John Boehner and Eric Cantor? Exactly the same thing. These people are not about empowering the American people; they’re about empowering themselves. They see a majority in the House and a majority in the Senate, not as an opportunity to serve the people, but to serve themselves.
Levin also noted that establishment candidates often do not want their constituents to know of their more-liberal policy preferences; thus, they do not run television commercials informing their constituents of their enthusiastic support for amnesty legislation.
"Have you seen their ads for amnesty?" Levin asked.
He said the same goes for their desire to spend more taxpayer dollars to fund projects for their cronies.
"Have you seen any ads for more borrowing?" he asked.
Levin said when it's time to govern, Republican establishment politicians "jettison" their positions and promises made on the campaign trail.
He also blasted those in the chattering class who were once liberals, hated and did not support Ronald Reagan, and who mock constitutional conservatives, just like the liberal hippies and poets they are, choosing to work with Republican establishment operatives to trash conservatives.
Levin reminded his audience that in 2006, "George W. Bush and his right-hand political hack Karl Rove lost the House of Representatives and the United States Senate."
He said nothing good was happening within the Republican party until 2010 when the people "rose up through the grassroots" after they had enough of George W. Bush's policies and the direction Obama was taking the nation after the election.
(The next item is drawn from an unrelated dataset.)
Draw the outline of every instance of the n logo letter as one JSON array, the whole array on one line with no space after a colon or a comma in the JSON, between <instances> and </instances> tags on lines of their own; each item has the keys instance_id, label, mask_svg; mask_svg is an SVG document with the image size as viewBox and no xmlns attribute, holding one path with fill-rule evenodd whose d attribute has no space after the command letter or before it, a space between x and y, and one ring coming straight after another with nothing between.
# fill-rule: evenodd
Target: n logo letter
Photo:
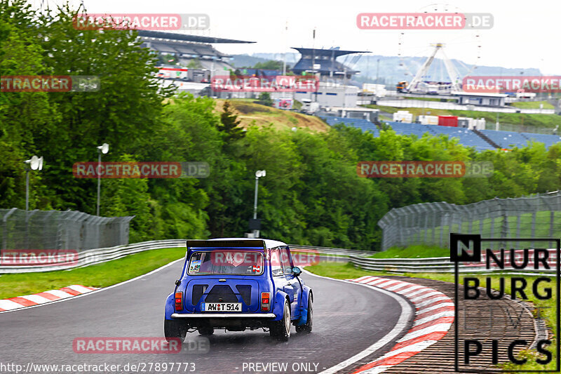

Levin, whose book Liberty and Tyranny sold a million copies without being reviewed by mainstream outlets and who was a precursor of the Tea Party movement, said the Tea Party tidal wave in 2010 was not fueled by lobbyists or establishment consultants. Instead, he called it a "spontaneous movement of patriotic Americans with conservative beliefs"--individuals who were fed up with the overreach of Democrats who controlled Congress.
"Did the Republican Party stop them? No. You stopped them," Levin thunderously declared. "And the result is the Republican Party benefited because it is the 'opposition' party."
Levin noted that while candidates backed by Tea Party members like Mike Lee, Rand Paul, and Marco Rubio won in 2010, candidates heavily supported by Karl Rove and Mitch McConnell in Florida, Hawaii, Massachusetts, Montana, New Mexico, and Wisconsin all got clobbered in 2012. He also said that the Republican establishment holds the blame for the GOP's minority status in the Senate, but that its leadership wants to twist history to absolve themselves of that blame.
"All backed by Rove. All backed by McConnell. And all losers," Levin said of the GOP candidates who lost in 2012, including Mitt Romney. "We must not allow the Republican establishment and their friendly media to work with the liberal media to spin."
He questioned how Rove could be an analyst when he runs a group that has a direct interest in the outcome of primaries, adding that Rove is "no great architect."
"But for the Tea Party, you'd be nothing, as you were before," Levin told the Republican establishment. "But for the Tea Party, Pelosi would be Speaker."